Closing joint bank accounts during divorce

During a divorce in New York, spouses will need to begin the process of separating their common interests, assets and other property. This includes dividing the funds and closing any joint bank accounts.

What are your options?

While there are different processes for each type of asset when it comes to property division, dealing with joint bank accounts is relatively easy. The options include:

  • Going to the bank together to withdraw and then divide the funds before closing the account
  • Notifying the bank of the divorce and asking to freeze the account, which limits access for both parties
  • Each party withdrawing the 50% that belongs to them, which might only happen if the divorce process has not begun

What are the risks of keeping the account open?

When the joint bank account remains open during the process, there is always a risk that one of the parties might withdraw all the funds in the account, even though 50% of the funds would technically belong to the other party.
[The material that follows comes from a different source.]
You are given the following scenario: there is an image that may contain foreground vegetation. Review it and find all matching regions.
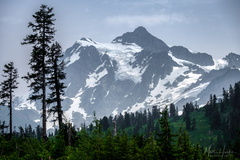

Someone who withdraws all the funds, whether from necessity or maliciousness, might be required to pay back the 50% that belongs to their ex-spouse. They might also be further financially penalized by the court and charged with criminal contempt for not following the law and requirements of the case.

During a divorce, partners often have to make important decisions about the division of assets while dealing with anxiety, tension and other intense emotions. However, a family law attorney could help guide a soon-to-be ex-spouse during this time. The lawyer can make sure the client doesn’t overlook any details as they prepare for divorce.